MON AMI
Mon Ami nasceu em dezembro de 1988, em Bangkok, na Tailândia. Adotou-me, meses depois, como seu Amigo. Em 1992 levei-o para nossa casa, em Valença-RJ, no Brasil, onde viveu até 2001.
Foi uma das criaturas mais extraordinárias que conheci nesta Vida. Ensinou-me, acima de tudo, o valor da Lealdade, a nobreza de Caráter, a imensa doçura da Amizade. Enriqueceu-me, tornou-me melhor. Foi também grande companheiro e Amigo de meu Filho, então menino.
Passamos juntos inesquecíveis momentos, inúmeros. Em 1997, quando tive que deixar o Brasil novamente, a serviço, ficou em casa e lhe pedi que se cuidasse bem e de nosso Lar. Permanecia um ano fora do país e retornava, para as férias.
Familiares e Amigos me contavam sempre que, após cada despedida, ficava triste por uns dias e depois, conformado, seguia com a vida. Diziam também que, sempre que eu estava para chegar de viagem, dias antes, mudava seu comportamento e tornava-se muito mais alegre, pressentindo a alegria do reencontro.
Nos momentos de despedida, ao final de cada período de minhas férias, ia comigo até o portão. Eu o olhava nos olhos, bem de perto e, à cada vez repetia, baixinho, as mesmas palavras: "Cuide-se bem e de nossa casa. Voltarei logo, você sabe." Olhava-me, compenetrado e me assegurava, assim, que compreendia o que eu estava dizendo. Não latia nada. Dizia com os olhos.
Em nosso último encontro, em meados de 2001, apesar da avançada idade (equivalente a 91 anos dos homens), dedicou-me o carinho e atenção de sempre. Quando chegou a hora de minha partida, entretanto, comportou-se, pela primeira vez, de forma inusitada: ao invés do silêncio e compenetração habituais, latia aflito e sem parar, como querendo dizer-me algo muito importante que, naquele momento não compreendi.
Meses depois, ao receber em Barcelona a notícia de sua morte, dei-me conta de que ele - sabendo o que aconteceria em breve - quisera alertar-me, implorando, quem sabe, que eu ficasse ao seu lado.
No início da manhã de 27 de dezembro de 2001, deitou-se junto ao portão, como se esperando minha chegada, e deixou-se partir, pois era sua hora.
Seu corpo está enterrado sob a copa protetora da mangueira, em nossa casa. Seu túmulo, todo em mármore negro (como ele), tem uma parte branca no centro, a lembrar a mancha da mesma cor, que tinha no peito.

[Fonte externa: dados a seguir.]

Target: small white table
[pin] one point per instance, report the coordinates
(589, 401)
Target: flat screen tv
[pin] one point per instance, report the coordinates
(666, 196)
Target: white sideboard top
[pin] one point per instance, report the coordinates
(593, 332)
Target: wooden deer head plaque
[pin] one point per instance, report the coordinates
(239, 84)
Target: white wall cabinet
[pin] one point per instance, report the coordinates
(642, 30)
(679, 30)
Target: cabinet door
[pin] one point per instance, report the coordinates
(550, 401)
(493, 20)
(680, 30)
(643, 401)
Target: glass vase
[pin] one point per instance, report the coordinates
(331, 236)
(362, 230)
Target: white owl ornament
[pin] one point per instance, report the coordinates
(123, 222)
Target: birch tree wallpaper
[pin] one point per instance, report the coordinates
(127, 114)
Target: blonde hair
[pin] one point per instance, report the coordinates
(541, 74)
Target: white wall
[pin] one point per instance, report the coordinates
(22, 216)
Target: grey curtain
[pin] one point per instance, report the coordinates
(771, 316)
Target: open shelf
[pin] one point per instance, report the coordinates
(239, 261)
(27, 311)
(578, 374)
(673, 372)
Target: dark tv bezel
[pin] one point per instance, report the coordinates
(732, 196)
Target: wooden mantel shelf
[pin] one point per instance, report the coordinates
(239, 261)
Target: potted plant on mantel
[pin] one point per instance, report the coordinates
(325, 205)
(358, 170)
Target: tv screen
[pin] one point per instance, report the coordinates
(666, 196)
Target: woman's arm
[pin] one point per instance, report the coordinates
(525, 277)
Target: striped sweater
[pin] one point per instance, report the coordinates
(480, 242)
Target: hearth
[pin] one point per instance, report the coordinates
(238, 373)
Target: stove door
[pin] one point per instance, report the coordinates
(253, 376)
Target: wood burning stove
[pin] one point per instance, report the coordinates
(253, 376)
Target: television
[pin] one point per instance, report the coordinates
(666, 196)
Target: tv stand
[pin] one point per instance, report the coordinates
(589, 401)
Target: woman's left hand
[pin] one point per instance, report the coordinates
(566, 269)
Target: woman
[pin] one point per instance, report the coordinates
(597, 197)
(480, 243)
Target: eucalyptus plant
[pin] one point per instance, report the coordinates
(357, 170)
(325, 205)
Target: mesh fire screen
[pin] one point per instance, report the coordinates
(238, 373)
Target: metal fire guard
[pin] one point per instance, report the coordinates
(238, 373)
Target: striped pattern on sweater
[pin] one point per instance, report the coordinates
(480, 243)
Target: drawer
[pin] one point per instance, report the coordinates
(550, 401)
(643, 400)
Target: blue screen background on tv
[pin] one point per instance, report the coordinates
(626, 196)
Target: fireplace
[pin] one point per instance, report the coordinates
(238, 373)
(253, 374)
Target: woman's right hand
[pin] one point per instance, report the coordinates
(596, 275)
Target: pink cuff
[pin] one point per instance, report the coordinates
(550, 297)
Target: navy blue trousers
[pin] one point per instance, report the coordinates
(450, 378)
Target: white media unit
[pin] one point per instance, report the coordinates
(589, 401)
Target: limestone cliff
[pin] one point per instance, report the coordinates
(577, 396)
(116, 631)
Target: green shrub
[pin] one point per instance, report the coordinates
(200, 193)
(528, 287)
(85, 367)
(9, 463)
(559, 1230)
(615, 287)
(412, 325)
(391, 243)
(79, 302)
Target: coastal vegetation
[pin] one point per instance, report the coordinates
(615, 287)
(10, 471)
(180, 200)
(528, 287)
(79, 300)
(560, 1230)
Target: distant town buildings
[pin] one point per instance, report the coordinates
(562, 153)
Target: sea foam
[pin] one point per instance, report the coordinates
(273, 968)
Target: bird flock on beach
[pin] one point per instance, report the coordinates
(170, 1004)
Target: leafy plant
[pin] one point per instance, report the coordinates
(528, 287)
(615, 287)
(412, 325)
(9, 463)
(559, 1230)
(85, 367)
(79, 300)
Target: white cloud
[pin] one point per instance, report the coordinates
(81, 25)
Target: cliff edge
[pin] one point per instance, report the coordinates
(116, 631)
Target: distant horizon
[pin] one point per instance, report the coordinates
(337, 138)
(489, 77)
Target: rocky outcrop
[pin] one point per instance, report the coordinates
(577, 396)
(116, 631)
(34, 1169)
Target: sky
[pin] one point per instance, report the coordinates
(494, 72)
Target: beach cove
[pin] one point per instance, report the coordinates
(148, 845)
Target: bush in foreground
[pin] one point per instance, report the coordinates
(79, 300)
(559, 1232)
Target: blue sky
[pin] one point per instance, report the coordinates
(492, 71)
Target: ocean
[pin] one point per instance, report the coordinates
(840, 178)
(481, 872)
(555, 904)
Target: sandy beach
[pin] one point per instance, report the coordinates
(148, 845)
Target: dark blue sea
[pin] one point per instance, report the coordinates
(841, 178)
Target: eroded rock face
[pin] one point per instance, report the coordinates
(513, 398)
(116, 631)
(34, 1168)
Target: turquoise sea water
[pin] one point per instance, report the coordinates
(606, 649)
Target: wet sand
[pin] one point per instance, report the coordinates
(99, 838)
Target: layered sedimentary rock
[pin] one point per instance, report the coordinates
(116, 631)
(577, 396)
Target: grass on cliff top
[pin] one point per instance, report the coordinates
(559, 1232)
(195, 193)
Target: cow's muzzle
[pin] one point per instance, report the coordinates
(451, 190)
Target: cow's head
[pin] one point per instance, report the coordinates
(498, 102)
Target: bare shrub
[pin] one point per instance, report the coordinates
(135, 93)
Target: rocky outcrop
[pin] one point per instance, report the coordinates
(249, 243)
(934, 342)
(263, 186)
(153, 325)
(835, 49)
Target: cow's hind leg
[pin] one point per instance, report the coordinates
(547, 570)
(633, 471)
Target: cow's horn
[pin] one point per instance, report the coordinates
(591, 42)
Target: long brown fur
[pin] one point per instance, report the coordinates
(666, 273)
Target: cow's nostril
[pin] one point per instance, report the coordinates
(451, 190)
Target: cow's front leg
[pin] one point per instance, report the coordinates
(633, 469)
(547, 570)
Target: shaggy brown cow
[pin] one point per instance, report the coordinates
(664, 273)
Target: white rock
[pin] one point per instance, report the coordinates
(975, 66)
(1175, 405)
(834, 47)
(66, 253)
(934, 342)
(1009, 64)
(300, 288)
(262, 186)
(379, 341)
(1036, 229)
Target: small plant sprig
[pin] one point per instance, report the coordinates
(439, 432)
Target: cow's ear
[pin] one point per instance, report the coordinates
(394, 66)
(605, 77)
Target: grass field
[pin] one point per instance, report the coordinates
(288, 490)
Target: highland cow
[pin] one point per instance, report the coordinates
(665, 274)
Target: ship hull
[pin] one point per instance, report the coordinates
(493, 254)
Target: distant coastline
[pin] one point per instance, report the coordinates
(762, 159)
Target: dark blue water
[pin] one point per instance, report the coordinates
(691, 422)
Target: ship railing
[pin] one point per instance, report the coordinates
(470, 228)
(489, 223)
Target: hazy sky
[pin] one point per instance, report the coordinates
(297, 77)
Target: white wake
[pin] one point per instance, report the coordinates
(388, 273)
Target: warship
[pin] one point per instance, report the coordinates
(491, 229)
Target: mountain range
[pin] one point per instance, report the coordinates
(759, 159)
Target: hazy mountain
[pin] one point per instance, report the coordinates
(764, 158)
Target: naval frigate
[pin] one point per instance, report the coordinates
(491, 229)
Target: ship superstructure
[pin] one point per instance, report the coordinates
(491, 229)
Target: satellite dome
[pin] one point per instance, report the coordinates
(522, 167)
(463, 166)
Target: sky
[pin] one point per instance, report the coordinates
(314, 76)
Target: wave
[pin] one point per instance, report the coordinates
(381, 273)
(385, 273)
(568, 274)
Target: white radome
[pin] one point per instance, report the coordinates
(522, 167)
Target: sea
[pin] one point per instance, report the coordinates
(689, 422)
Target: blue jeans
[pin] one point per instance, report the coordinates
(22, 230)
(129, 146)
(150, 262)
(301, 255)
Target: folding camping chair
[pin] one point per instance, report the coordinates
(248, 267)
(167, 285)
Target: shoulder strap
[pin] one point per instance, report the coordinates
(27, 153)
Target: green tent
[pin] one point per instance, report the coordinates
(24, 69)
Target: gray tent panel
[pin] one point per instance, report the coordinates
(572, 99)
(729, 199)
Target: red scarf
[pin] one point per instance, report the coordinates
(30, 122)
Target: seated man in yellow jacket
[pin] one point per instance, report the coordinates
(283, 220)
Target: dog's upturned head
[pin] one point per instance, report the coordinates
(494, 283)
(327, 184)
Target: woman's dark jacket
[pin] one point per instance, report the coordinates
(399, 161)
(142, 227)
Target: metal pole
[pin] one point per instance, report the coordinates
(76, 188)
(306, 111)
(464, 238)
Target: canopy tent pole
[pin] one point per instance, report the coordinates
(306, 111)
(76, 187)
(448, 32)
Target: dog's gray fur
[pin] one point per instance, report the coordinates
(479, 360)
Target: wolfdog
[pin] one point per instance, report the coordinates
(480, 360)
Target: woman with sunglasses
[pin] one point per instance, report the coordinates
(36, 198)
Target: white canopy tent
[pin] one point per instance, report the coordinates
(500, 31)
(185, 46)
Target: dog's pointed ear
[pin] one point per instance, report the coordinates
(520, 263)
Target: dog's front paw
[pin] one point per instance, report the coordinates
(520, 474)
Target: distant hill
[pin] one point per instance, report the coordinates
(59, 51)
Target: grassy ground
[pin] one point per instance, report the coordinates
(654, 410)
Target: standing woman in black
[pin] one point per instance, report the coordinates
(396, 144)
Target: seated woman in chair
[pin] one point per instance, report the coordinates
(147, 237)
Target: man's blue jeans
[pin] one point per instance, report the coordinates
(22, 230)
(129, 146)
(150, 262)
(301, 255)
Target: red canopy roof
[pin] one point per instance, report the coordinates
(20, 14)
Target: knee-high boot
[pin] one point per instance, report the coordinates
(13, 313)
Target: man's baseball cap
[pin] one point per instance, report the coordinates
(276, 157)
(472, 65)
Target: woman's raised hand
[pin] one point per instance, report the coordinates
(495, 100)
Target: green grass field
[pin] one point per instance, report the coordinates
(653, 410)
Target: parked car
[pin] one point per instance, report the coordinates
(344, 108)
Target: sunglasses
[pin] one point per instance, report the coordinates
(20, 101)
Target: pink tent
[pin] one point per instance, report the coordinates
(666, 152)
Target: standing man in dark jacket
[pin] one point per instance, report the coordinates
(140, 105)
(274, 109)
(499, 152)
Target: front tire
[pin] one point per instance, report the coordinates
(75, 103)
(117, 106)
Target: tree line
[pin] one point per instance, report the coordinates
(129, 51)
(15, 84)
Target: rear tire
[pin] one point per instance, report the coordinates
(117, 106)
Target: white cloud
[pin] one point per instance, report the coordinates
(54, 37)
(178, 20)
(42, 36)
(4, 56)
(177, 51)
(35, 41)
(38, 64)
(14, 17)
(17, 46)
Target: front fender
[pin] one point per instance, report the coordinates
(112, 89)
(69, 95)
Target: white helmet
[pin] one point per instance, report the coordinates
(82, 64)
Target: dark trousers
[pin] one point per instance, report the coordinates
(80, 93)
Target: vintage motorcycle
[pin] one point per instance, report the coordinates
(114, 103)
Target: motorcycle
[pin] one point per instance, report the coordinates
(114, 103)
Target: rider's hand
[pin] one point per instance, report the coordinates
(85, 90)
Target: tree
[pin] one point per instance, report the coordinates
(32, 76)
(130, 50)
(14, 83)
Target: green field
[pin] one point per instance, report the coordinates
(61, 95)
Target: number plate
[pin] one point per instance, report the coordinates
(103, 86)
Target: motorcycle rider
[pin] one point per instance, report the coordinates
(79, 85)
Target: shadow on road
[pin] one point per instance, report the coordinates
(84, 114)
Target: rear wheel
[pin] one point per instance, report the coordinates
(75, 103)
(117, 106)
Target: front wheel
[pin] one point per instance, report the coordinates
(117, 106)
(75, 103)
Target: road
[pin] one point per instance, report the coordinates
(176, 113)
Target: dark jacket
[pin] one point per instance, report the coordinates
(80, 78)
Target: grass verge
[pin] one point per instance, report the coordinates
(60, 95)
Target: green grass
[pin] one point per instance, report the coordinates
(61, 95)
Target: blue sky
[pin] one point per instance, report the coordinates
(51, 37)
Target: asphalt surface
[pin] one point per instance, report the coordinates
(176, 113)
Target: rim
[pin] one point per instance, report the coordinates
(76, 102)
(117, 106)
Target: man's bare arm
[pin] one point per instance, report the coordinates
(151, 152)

Cuide-se bem, Mon Ami, e de nossa casa. Um dia, nos veremos, novamente.
(Barcelona, 30.1.2005)
O TEMPO, A ÁGUA E O FOGO.
No início, há muitos anos, não podia compreender que era assim que as coisas aconteciam. Desde então, repetidas ocasiões me ensinaram uma da mais estranhas lições da Vida: o que às vezes nos parece mal, nos trazendo dor, sofrimento, angústia, revela-se, com o passar do tempo, na fonte mais pura de nossas alegrias!
O grande tesouro, em minha vida, é meu Filho. É ele a razão e origem de minha felicidade maior. No entanto, para que eu pudesse reencontrá-lo, foram necessários muitos anos de busca e tantos quantos momentos de perplexidade frente a acontecimentos que, enquanto pareciam trágicos obstáculos, não passavam de providenciais auxílios que me levaram ao caminho correto, que me permitiria, finalmente, achá-lo.
Assim é que, hoje, agradeço a pessoas que, por terem sido instrumentos do destino, cheguei a detestar, ignorando seu verdadeiro papel em minha vida. Pessoas que, quando tentaram fazer-me o mal, estavam, em verdade, ajudando-me a encontrar o Bem.
São realmente estranhos os desígnios das coisas que acontecem em nossas vidas. Somente o distanciamento no tempo nos permite ver, com clareza, o que aconteceu de fato, e não o que nos parecia acontecer, então. Afinal, no centro de uma fogueira, queimando e sofrendo, não se pode ter a serenidade necessária para compreender como surgiu o fogo, e como apagá-lo.
O Tempo, como as águas de um rio, sabe de onde veio e para onde vai. Nós, só descobrimos tais coisas depois que aprendemos a aceitar, a compreender que, enquanto somos levados pelas águas do Tempo, temos tempo para entender para onde somos levados, e por quê.
Para sermos capazes de ver, com olhos de Verdade, a Vida, temos que cerrar os olhos às aparências dos acontecimentos, ao que apenas parece acontecer. E, esperar. Até que as águas se acalmem, que o fogo se apague.